Methow first appeared as a census designated place in the 2010 U.S. census.

Historical population
| Census | Pop. | Note | %± |
| 2010 | 68 |  | — |
| 2020 | 92 |  | 35.3% |
U.S. Decennial Census 1970 1980 1990 2000 2010

===Racial and ethnic composition===

Methow CDP, Washington – Racial and ethnic composition Note: the US Census treats Hispanic/Latino as an ethnic category. This table excludes Latinos from the racial categories and assigns them to a separate category.

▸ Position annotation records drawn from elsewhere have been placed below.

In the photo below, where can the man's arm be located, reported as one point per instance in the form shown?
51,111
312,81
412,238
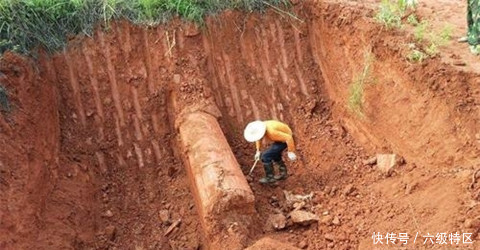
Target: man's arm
282,136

Hispanics/Latinos may be of any race.
| Race / Ethnicity (NH = Non-Hispanic) | Pop 2010 | Pop 2020 | % 2010 | % 2020 |
|---|---|---|---|---|
| White alone (NH) | 67 | 65 | 98.53% | 70.65% |
| Black or African American alone (NH) | 0 | 0 | 0.00% | 0.00% |
| Native American or Alaska Native alone (NH) | 0 | 3 | 0.00% | 3.26% |
| Asian alone (NH) | 0 | 1 | 0.00% | 1.09% |
| Native Hawaiian or Pacific Islander alone (NH) | 0 | 1 | 0.00% | 1.09% |
| Other race alone (NH) | 0 | 9 | 0.00% | 9.78% |
| Mixed race or Multiracial (NH) | 0 | 3 | 0.00% | 3.26% |
| Hispanic or Latino (any race) | 1 | 10 | 1.47% | 10.87% |
| Total | 68 | 92 | 100.00% | 100.00% |

==Education==
The area is served by the Pateros School District.